Он умолк и, казалось, ждал ответа; наместник ответил, немного помолчав:
— Далеко нам до такого звания. Мы простые солдаты, готовые умереть за веру.
— Тогда вы будете спасены, — сказал слепой, — но для нас еще не настал час освобождения… Горе вам, братья! Горе мне!
Последние слова он произнес почти со стоном, и такое невыразимое отчаяние отразилось на его лице, что гости не знали, что им делать. Между тем Елена усадила его на стул и, выбежав в сени, вернулась с лютнею в руках.
Тихие звуки раздались в комнате, и, вторя им, княжна запела молитвенную песню:
И днем и ночью я к Тебе, тоскуя,
Взываю, Господи, уйми мои мученья,
Будь милостив ко мне, хотя в грехах живу я,
Услышь моленья.
Слепой откинул голову назад и слушал слова песни, которые, казалось, действовали на него, как умиротворяющий бальзам; с лица его понемногу исчезала печать тоски и отчаяния; наконец голова его упала на грудь, и так он оставался — не то во сне, не то в оцепенении.
— Если прекращать пения, он совсем успокоится, — тихо сказала княгиня. Изволите видеть, ваша милость, сумасшествие его состоит в том, что он все ждет апостолов, и кто бы к нам ни приехал, он выходит спрашивать, не апостолы ли…
А Елена продолжала петь:
Дорогу укажи мне! Я из бездны горя
К Тебе, о Господи, взываю, грешник худший,
На жизненных путях — я, как на волнах моря
Корабль заблудший.
Нежный голос ее звучал все сильнее, и с лютней в руках, с глазами, поднятыми к небу, она была так прекрасна, что наместник не мог оторвать от нее глаз. Он засмотрелся на нее, утонул в ней глазами и забыл все на свете.

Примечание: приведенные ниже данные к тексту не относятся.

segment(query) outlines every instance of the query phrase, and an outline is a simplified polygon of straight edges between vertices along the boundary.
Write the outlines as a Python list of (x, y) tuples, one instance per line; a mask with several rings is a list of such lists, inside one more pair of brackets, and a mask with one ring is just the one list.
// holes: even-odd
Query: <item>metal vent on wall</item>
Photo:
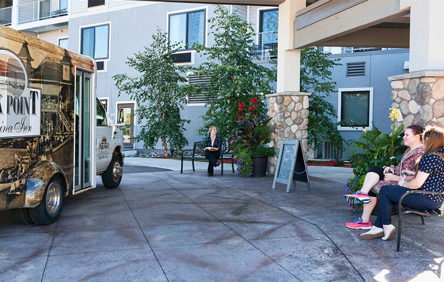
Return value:
[(347, 76), (365, 76), (365, 62), (347, 63)]
[(100, 61), (96, 62), (96, 64), (97, 65), (97, 70), (103, 70), (105, 69), (105, 62)]
[(191, 52), (172, 54), (171, 57), (173, 58), (173, 59), (174, 60), (174, 62), (175, 64), (181, 63), (192, 63)]
[[(199, 76), (197, 74), (188, 75), (188, 84), (205, 84), (210, 82), (210, 78), (208, 76)], [(205, 90), (202, 90), (200, 94), (188, 96), (188, 104), (201, 104), (208, 103), (215, 100), (215, 97), (205, 96)]]

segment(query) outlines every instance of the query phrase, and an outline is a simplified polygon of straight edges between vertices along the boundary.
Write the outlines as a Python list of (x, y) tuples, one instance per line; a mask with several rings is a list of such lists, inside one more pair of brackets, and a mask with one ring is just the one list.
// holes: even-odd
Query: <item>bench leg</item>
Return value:
[[(400, 205), (399, 205), (400, 206)], [(401, 245), (401, 209), (398, 211), (398, 241), (396, 242), (396, 250), (399, 251), (399, 246)]]

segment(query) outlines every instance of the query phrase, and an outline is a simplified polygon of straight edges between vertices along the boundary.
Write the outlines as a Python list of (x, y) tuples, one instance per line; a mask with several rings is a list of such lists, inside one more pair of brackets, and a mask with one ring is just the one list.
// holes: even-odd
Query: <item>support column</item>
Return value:
[(444, 70), (444, 1), (400, 0), (410, 9), (410, 72)]
[(279, 5), (276, 92), (300, 89), (300, 50), (293, 49), (296, 12), (305, 7), (305, 0), (286, 0)]
[(269, 125), (273, 129), (269, 147), (274, 147), (275, 155), (269, 158), (268, 172), (274, 174), (282, 140), (300, 139), (307, 159), (308, 128), (308, 96), (301, 92), (276, 93), (267, 95)]
[(389, 77), (396, 122), (444, 126), (444, 1), (400, 0), (399, 8), (410, 11), (410, 62), (409, 73)]

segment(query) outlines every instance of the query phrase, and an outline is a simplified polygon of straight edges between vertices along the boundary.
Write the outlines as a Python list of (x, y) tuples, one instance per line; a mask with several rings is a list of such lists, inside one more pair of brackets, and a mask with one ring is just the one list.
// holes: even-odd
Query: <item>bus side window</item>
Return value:
[(96, 102), (97, 111), (96, 121), (98, 126), (106, 126), (106, 114), (105, 113), (105, 109), (102, 106), (102, 103), (98, 99)]
[(123, 108), (117, 110), (117, 123), (123, 123), (125, 121), (125, 112)]

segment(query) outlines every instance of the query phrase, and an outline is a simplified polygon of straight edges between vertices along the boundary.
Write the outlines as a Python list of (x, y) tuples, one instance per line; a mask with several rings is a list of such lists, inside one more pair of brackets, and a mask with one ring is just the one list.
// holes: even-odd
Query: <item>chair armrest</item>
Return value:
[(185, 149), (185, 150), (182, 150), (182, 153), (181, 153), (181, 154), (180, 154), (180, 157), (181, 158), (183, 157), (183, 153), (184, 153), (185, 152), (186, 152), (187, 151), (193, 151), (193, 149)]

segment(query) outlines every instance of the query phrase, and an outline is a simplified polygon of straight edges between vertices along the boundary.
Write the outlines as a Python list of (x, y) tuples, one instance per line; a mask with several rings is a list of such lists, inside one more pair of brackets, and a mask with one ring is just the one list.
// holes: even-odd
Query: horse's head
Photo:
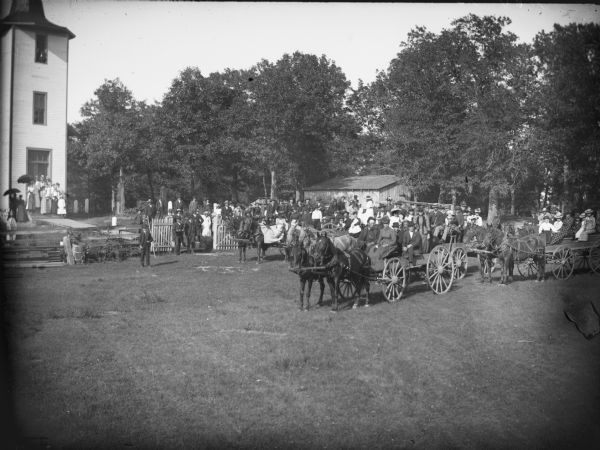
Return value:
[(334, 247), (326, 233), (319, 233), (312, 245), (311, 256), (317, 266), (327, 264), (334, 255)]

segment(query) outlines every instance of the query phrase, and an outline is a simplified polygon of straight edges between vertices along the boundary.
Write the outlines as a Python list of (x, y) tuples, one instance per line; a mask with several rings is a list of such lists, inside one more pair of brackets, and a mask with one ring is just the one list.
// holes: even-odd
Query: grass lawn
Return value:
[(232, 254), (151, 263), (3, 273), (21, 445), (600, 442), (600, 338), (584, 339), (563, 315), (600, 301), (598, 275), (499, 287), (470, 272), (441, 296), (414, 283), (397, 304), (373, 285), (370, 308), (334, 314), (297, 310), (298, 278), (274, 250), (261, 265)]

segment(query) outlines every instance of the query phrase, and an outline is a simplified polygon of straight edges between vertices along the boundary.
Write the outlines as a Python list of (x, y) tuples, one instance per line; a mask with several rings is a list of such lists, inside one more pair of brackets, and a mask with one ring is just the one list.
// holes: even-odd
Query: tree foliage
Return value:
[(506, 17), (416, 27), (373, 83), (351, 89), (325, 55), (248, 70), (188, 67), (160, 103), (107, 80), (69, 139), (70, 177), (133, 198), (251, 200), (332, 176), (396, 174), (421, 199), (483, 206), (595, 200), (600, 169), (600, 31), (558, 25), (530, 45)]

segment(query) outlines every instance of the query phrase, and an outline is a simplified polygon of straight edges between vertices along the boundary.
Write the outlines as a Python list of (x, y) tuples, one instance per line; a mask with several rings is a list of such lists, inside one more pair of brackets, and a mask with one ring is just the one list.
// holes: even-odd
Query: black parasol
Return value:
[(35, 177), (33, 175), (25, 174), (21, 175), (17, 180), (17, 183), (29, 184), (35, 181)]
[(16, 194), (17, 192), (21, 192), (21, 191), (18, 190), (17, 188), (10, 188), (10, 189), (4, 191), (4, 195)]

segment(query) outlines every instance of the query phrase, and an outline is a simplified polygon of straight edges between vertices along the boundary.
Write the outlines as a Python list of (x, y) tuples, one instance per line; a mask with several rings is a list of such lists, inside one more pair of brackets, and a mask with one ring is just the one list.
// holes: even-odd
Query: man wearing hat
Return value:
[(361, 221), (358, 218), (358, 213), (356, 211), (352, 211), (352, 214), (350, 215), (350, 225), (348, 225), (348, 234), (358, 239), (361, 231), (362, 227)]
[(415, 265), (415, 251), (421, 249), (421, 234), (415, 230), (414, 222), (408, 222), (408, 231), (402, 237), (402, 252), (408, 257), (411, 265)]
[(464, 229), (466, 224), (465, 217), (467, 215), (467, 202), (464, 200), (460, 202), (460, 209), (456, 211), (456, 221), (458, 222), (458, 226), (460, 229)]
[(481, 208), (475, 208), (473, 216), (471, 217), (471, 223), (478, 227), (483, 226), (483, 219), (481, 218)]
[(552, 235), (549, 244), (554, 245), (560, 243), (569, 232), (569, 227), (563, 223), (563, 214), (558, 211), (554, 214), (554, 223), (552, 224)]
[(596, 232), (596, 218), (594, 217), (594, 211), (586, 209), (585, 213), (585, 232), (587, 234), (593, 234)]
[(150, 244), (153, 240), (154, 239), (152, 239), (152, 235), (150, 234), (150, 229), (148, 227), (148, 222), (144, 221), (142, 229), (140, 231), (140, 250), (142, 251), (142, 267), (144, 267), (144, 265), (150, 267)]
[(175, 254), (179, 255), (181, 252), (181, 244), (183, 243), (183, 220), (181, 215), (175, 216), (175, 223), (173, 224), (173, 240), (175, 241)]
[(392, 210), (390, 211), (390, 226), (393, 227), (395, 223), (400, 225), (403, 217), (400, 216), (400, 207), (398, 205), (394, 205)]
[(368, 254), (371, 247), (377, 244), (378, 239), (379, 227), (375, 226), (375, 218), (369, 217), (367, 219), (367, 226), (363, 228), (358, 236), (358, 245), (361, 248), (366, 245), (366, 252)]

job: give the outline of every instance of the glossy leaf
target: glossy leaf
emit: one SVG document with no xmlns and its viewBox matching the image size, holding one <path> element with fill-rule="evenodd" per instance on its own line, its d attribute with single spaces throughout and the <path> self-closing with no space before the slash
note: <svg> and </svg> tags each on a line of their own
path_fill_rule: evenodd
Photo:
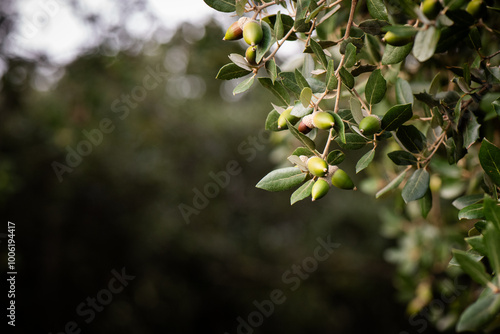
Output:
<svg viewBox="0 0 500 334">
<path fill-rule="evenodd" d="M 387 44 L 385 46 L 384 55 L 382 56 L 382 65 L 394 65 L 406 59 L 413 47 L 412 43 L 404 46 L 393 46 Z"/>
<path fill-rule="evenodd" d="M 298 201 L 302 201 L 307 197 L 311 196 L 311 190 L 314 185 L 314 180 L 309 180 L 301 185 L 297 190 L 295 190 L 290 197 L 290 204 L 294 205 Z"/>
<path fill-rule="evenodd" d="M 387 90 L 387 83 L 378 69 L 370 74 L 365 87 L 366 101 L 373 105 L 382 101 Z"/>
<path fill-rule="evenodd" d="M 293 72 L 281 72 L 279 74 L 281 78 L 281 83 L 283 86 L 285 86 L 287 89 L 292 91 L 293 93 L 300 95 L 300 92 L 302 89 L 299 87 L 297 84 L 297 80 L 295 79 L 295 73 Z"/>
<path fill-rule="evenodd" d="M 346 143 L 346 133 L 345 133 L 345 125 L 342 121 L 342 118 L 333 112 L 331 112 L 333 118 L 335 119 L 335 123 L 333 124 L 333 129 L 337 132 L 338 139 L 341 143 Z"/>
<path fill-rule="evenodd" d="M 396 101 L 398 104 L 413 103 L 413 92 L 405 79 L 398 78 L 396 80 Z"/>
<path fill-rule="evenodd" d="M 330 61 L 328 61 L 328 67 L 326 70 L 326 88 L 328 90 L 333 90 L 336 89 L 337 86 L 338 80 L 335 76 L 335 64 L 333 62 L 333 59 L 330 59 Z"/>
<path fill-rule="evenodd" d="M 283 87 L 278 81 L 273 81 L 269 78 L 259 78 L 259 82 L 264 88 L 267 88 L 271 93 L 276 96 L 280 102 L 284 105 L 288 105 L 290 102 L 290 95 L 286 91 L 285 87 Z"/>
<path fill-rule="evenodd" d="M 278 78 L 278 67 L 276 66 L 276 62 L 274 59 L 269 59 L 269 61 L 266 62 L 266 71 L 267 74 L 269 74 L 269 77 L 271 78 L 271 81 L 274 82 Z"/>
<path fill-rule="evenodd" d="M 486 175 L 500 187 L 500 148 L 483 139 L 479 150 L 479 162 Z"/>
<path fill-rule="evenodd" d="M 301 102 L 295 103 L 292 112 L 290 113 L 292 116 L 295 117 L 304 117 L 306 115 L 309 115 L 312 113 L 313 108 L 311 107 L 304 107 Z"/>
<path fill-rule="evenodd" d="M 389 25 L 387 21 L 382 21 L 382 20 L 377 20 L 377 19 L 370 19 L 361 22 L 358 25 L 358 28 L 363 30 L 365 33 L 370 34 L 370 35 L 382 35 L 384 32 L 382 31 L 382 28 Z"/>
<path fill-rule="evenodd" d="M 329 165 L 333 166 L 340 164 L 342 161 L 344 161 L 344 159 L 345 159 L 344 152 L 342 152 L 341 150 L 333 150 L 328 154 L 326 162 Z"/>
<path fill-rule="evenodd" d="M 307 174 L 297 167 L 280 168 L 264 176 L 256 187 L 267 191 L 283 191 L 297 187 L 306 177 Z"/>
<path fill-rule="evenodd" d="M 410 120 L 413 116 L 412 105 L 396 105 L 385 113 L 382 118 L 382 129 L 386 131 L 397 130 L 406 121 Z"/>
<path fill-rule="evenodd" d="M 495 272 L 497 285 L 500 287 L 500 230 L 489 222 L 483 231 L 484 244 L 491 269 Z"/>
<path fill-rule="evenodd" d="M 454 249 L 453 256 L 460 264 L 460 268 L 477 283 L 486 285 L 491 280 L 491 276 L 486 272 L 484 265 L 470 257 L 468 253 Z"/>
<path fill-rule="evenodd" d="M 264 58 L 264 55 L 269 51 L 271 46 L 274 44 L 275 40 L 273 38 L 273 33 L 271 30 L 271 27 L 269 24 L 267 24 L 266 21 L 261 21 L 260 25 L 262 27 L 262 40 L 260 41 L 258 47 L 257 47 L 257 56 L 255 61 L 258 63 L 261 62 L 262 58 Z"/>
<path fill-rule="evenodd" d="M 464 148 L 469 149 L 479 139 L 479 128 L 481 125 L 477 122 L 476 116 L 473 113 L 466 113 L 462 117 L 465 123 L 464 135 Z"/>
<path fill-rule="evenodd" d="M 486 294 L 460 315 L 457 332 L 478 332 L 500 312 L 500 294 Z"/>
<path fill-rule="evenodd" d="M 408 151 L 393 151 L 387 156 L 398 166 L 416 165 L 418 162 L 417 158 Z"/>
<path fill-rule="evenodd" d="M 484 210 L 483 204 L 472 204 L 466 206 L 458 212 L 458 219 L 483 219 Z"/>
<path fill-rule="evenodd" d="M 292 155 L 296 155 L 296 156 L 301 156 L 301 155 L 305 155 L 305 156 L 312 156 L 314 155 L 314 153 L 308 149 L 307 147 L 297 147 L 295 149 L 295 151 L 293 151 Z"/>
<path fill-rule="evenodd" d="M 229 57 L 229 59 L 231 59 L 231 61 L 233 63 L 235 63 L 236 65 L 238 65 L 242 69 L 247 70 L 247 71 L 252 71 L 252 68 L 250 67 L 250 65 L 248 65 L 248 62 L 246 61 L 245 57 L 243 57 L 242 55 L 237 54 L 237 53 L 231 53 L 228 57 Z"/>
<path fill-rule="evenodd" d="M 349 43 L 347 44 L 345 50 L 344 66 L 347 68 L 353 67 L 355 63 L 356 63 L 356 47 L 354 46 L 354 44 Z"/>
<path fill-rule="evenodd" d="M 304 19 L 307 14 L 307 10 L 309 8 L 309 5 L 311 4 L 311 0 L 297 0 L 297 10 L 295 14 L 295 24 L 297 27 L 297 24 L 299 20 Z"/>
<path fill-rule="evenodd" d="M 347 88 L 353 89 L 354 88 L 354 77 L 352 74 L 345 69 L 345 67 L 341 67 L 339 71 L 340 77 L 342 79 L 342 83 L 346 85 Z"/>
<path fill-rule="evenodd" d="M 359 150 L 366 145 L 366 139 L 356 133 L 346 133 L 345 140 L 344 143 L 339 137 L 335 138 L 337 144 L 344 150 Z"/>
<path fill-rule="evenodd" d="M 382 0 L 367 0 L 368 12 L 370 15 L 378 20 L 388 21 L 389 16 L 387 15 L 387 9 Z"/>
<path fill-rule="evenodd" d="M 233 90 L 233 95 L 236 94 L 241 94 L 243 92 L 246 92 L 247 90 L 252 87 L 253 82 L 254 82 L 255 76 L 251 76 L 248 79 L 243 80 L 240 82 Z"/>
<path fill-rule="evenodd" d="M 481 202 L 483 200 L 483 198 L 484 198 L 483 194 L 466 195 L 466 196 L 462 196 L 462 197 L 457 198 L 451 204 L 455 208 L 457 208 L 458 210 L 462 210 L 466 206 Z"/>
<path fill-rule="evenodd" d="M 359 102 L 358 99 L 352 97 L 349 101 L 349 104 L 351 106 L 352 117 L 354 118 L 356 123 L 359 124 L 359 122 L 361 122 L 361 120 L 365 118 L 365 115 L 363 114 L 363 111 L 361 109 L 361 102 Z"/>
<path fill-rule="evenodd" d="M 276 22 L 274 23 L 274 36 L 277 40 L 285 37 L 285 27 L 283 25 L 283 19 L 281 18 L 281 12 L 278 11 L 276 14 Z"/>
<path fill-rule="evenodd" d="M 389 182 L 384 188 L 380 189 L 377 194 L 375 194 L 375 198 L 379 198 L 380 196 L 385 195 L 389 191 L 392 191 L 399 187 L 401 182 L 405 179 L 406 170 L 402 171 L 398 176 L 396 176 L 391 182 Z"/>
<path fill-rule="evenodd" d="M 432 209 L 432 191 L 427 189 L 424 197 L 418 200 L 420 202 L 420 213 L 423 218 L 427 218 Z"/>
<path fill-rule="evenodd" d="M 236 15 L 242 16 L 245 14 L 245 5 L 247 4 L 247 0 L 236 0 L 235 9 Z"/>
<path fill-rule="evenodd" d="M 498 201 L 486 196 L 484 198 L 484 215 L 488 221 L 492 222 L 500 230 L 500 205 Z"/>
<path fill-rule="evenodd" d="M 321 45 L 319 45 L 318 42 L 316 42 L 312 38 L 309 42 L 309 45 L 311 46 L 311 49 L 313 50 L 321 65 L 323 65 L 323 68 L 326 69 L 328 67 L 328 60 L 326 59 L 325 52 L 323 51 Z"/>
<path fill-rule="evenodd" d="M 417 169 L 412 176 L 410 176 L 401 192 L 405 203 L 424 197 L 429 189 L 429 180 L 429 172 L 423 168 Z"/>
<path fill-rule="evenodd" d="M 483 235 L 476 235 L 473 237 L 468 237 L 465 238 L 465 241 L 471 246 L 473 250 L 478 252 L 481 255 L 486 255 L 487 250 L 486 250 L 486 245 L 484 244 L 484 236 Z"/>
<path fill-rule="evenodd" d="M 278 118 L 280 117 L 280 113 L 276 111 L 276 109 L 271 110 L 271 112 L 267 115 L 266 118 L 266 130 L 269 131 L 281 131 L 285 129 L 278 128 Z"/>
<path fill-rule="evenodd" d="M 418 61 L 424 62 L 434 55 L 441 31 L 434 26 L 420 30 L 415 36 L 413 55 Z"/>
<path fill-rule="evenodd" d="M 203 0 L 207 5 L 219 12 L 231 13 L 236 10 L 235 0 Z"/>
<path fill-rule="evenodd" d="M 306 87 L 310 88 L 306 78 L 302 75 L 302 73 L 298 69 L 295 69 L 295 81 L 297 82 L 297 85 L 300 87 L 301 93 L 302 89 Z"/>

Только слова княгини заставили его очнуться от восхищения.
— Довольно! Теперь он не скоро проснется. А пока просим, ваши милости, пожаловать к вечере.
— Просим хлеба-соли отведать!
Пан Розван, как великосветский кавалер, подал руку княгине; видя это, пан Скшетуский сейчас же подошел к княжне Елене. Сердце его растаяло как воск, когда он почувствовал ее руку в своей, глаза метнули искры… и он сказал:
— Уж видно, и ангелы в небе поют не лучше, чем ваць-панна.
— Не грешите, рыцарь, равняя мое пение с ангельским, — ответила Елена.
— Не знаю, грешу ли, но то верно, что я охотно позволил бы себе выжечь глаза, только бы до самой смерти слушать ваше пение. Впрочем, что я говорю? Слепой, я не мог бы видеть вас, что было бы невыносимой мукой…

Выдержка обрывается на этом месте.